Open core licensing, also known as commercial extensions, is a licensing regime that offers core components for free, but charges licensees for additional premium products. The approach is a twist on the dual licensing approach where the vendor, as copyright holder, makes the source code freely available, but also offers the same code under a commercial license for consumers who want to avoid open source licenses. Recently, companies such as Jaspersoft have had great commercial success using open core licensing, offering software for free, while selling software guides, documentation packs, training services and customer support. This post outlines arguments for and against open core licensing and discusses the concept as a more general business model.
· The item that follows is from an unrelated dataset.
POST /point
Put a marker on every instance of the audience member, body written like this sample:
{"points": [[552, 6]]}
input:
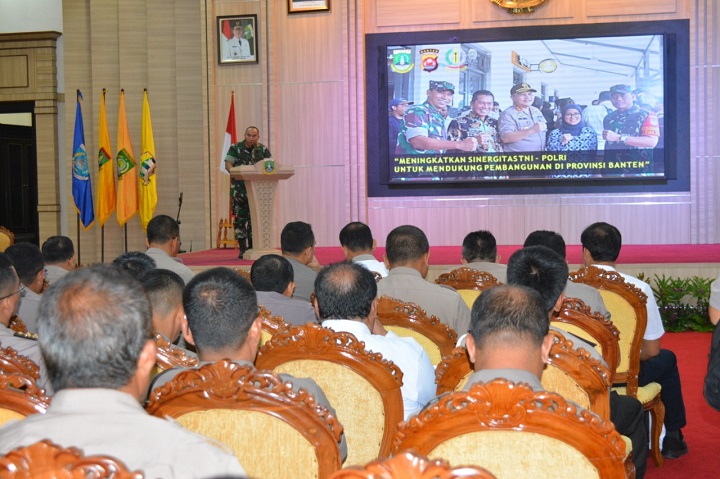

Proponents of open core licensing argue that the model is viable in the long term due to the advantages it provides to consumers. They argue that customers obtain the added security of the open source license – if the vendor goes bankrupt, the customer will have the benefit of having access to the source code. While the consumer may not be able to put the source code to use directly, there will likely be many other consumers in the same situation who can. Thus, the real security lies in the fact that the open source nature of the software is likely to produce a community of developers that can offer support in the event the vendor cannot.
In addition, proponents of open core licensing argue that it provides vendors with an effective way to monetize large open source communities by charging for extra features, product guides and training services. It is argued that if the extra features are useful, and provided at a reasonable price, customers will pay for them.
However, opponents argue that open core licensing is merely a fad. First, they argue that the open source community will not accept products released under the open core licensing regime. Members of the open source community may become upset because they believe that commercial companies are branding their commercial products as open source for marketing purposes. At the same time, other opponents argue that the success of software released with open core licenses will not last. They believe that pure open source software will eventually catch up, and consumers will have the option of obtaining the commercially offered extra features free of charge from the open source community, eliminating any incentive to obtain the extra features from the vendor.
Interestingly, the concept behind open core licensing has been applied in industries other than software. In the music industry, the band Radiohead made headlines when it released its 2007 album, In Rainbows, for free. However, at the same time, the band provided consumers with the option to buy a special limited edition package of the album with bonus tracks, artwork and other special features. Another prominent artist, Trent Reznor, believes that by using Radiohead’s strategy, artists can still earn a profit in an industry that has suffered losses in revenue and is dominated by online piracy; Reznor writes:
“[W]hat you NEED to do is this–give your music away as high-quality DRM-free MP3s. Collect people’s e-mail info in exchange (which means having the infrastructure to do so) and start building your database of potential customers. Then, offer a variety of premium packages for sale and make them limited editions/scarce goods. Base the price and amount available on what you think you can sell. Make the packages special–make them by hand, sign them, make them unique, make them something YOU would want to have as a fan. Make a premium download available that includes high-resolution versions (for sale at a reasonable price) and include the download as something immediately available with any physical purchase. Sell T-shirts. Sell buttons, posters…whatever.”
If Reznor is correct, other industries may also want to heed his advice.